The number of major Italian cities put on red alert by the health ministry due to the intense heatwave the country is suffering will rise from 17 on Monday to 20 on Tuesday and 23 on Wednesday.
    That means that only four of the nation's 27 biggest cities will not be on red alert.
    A city is on red alert when the heat is so intense it poses a threat to the whole population, not just vulnerable groups such as the sick, the elderly and small children.
    On Tuesday Ancona, Bologna, Bolzano, Brescia, Cagliari, Campobasso, Florence, Frosinone, Latina, Messina, Naples, Palermo, Perugia, Pescara, Rieti, Rome, Trieste, Venice, Verona and Viterbo will be on red alert.
    On Wednesday Bari, Catania, Civitavecchia and Turin will join them, while Bolzano drops down the yellow.
    Milan and Reggio Calabria will be a notch down on orange alert on Wednesday with Bolzano and Genoa on yellow.
    Temperatures are forecast to climb as high as 47° Celsius in areas of southern Sardinia this week, 45 or 46° in Sicily and 45° in the province of Foggia, in Puglia.
    In Rome, which The Times has called "The Infernal City" because of the heat it is suffering, temperatures are expected to climb to 42 or 43° on Tuesday.

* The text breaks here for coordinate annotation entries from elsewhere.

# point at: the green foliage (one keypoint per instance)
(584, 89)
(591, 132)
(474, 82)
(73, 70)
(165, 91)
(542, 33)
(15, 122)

    A study coordinated by the Barcelona Institute for Global Health and published in the Nature Medicine journal last week estimated that over 18,000 people died in Italy due to the intense heat the nation endured last summer.
    Scientists say the climate crisis caused by human greenhouse gas emissions is making extreme weather events such as heat waves, drought, supercharged storms and flooding more frequent and more intense.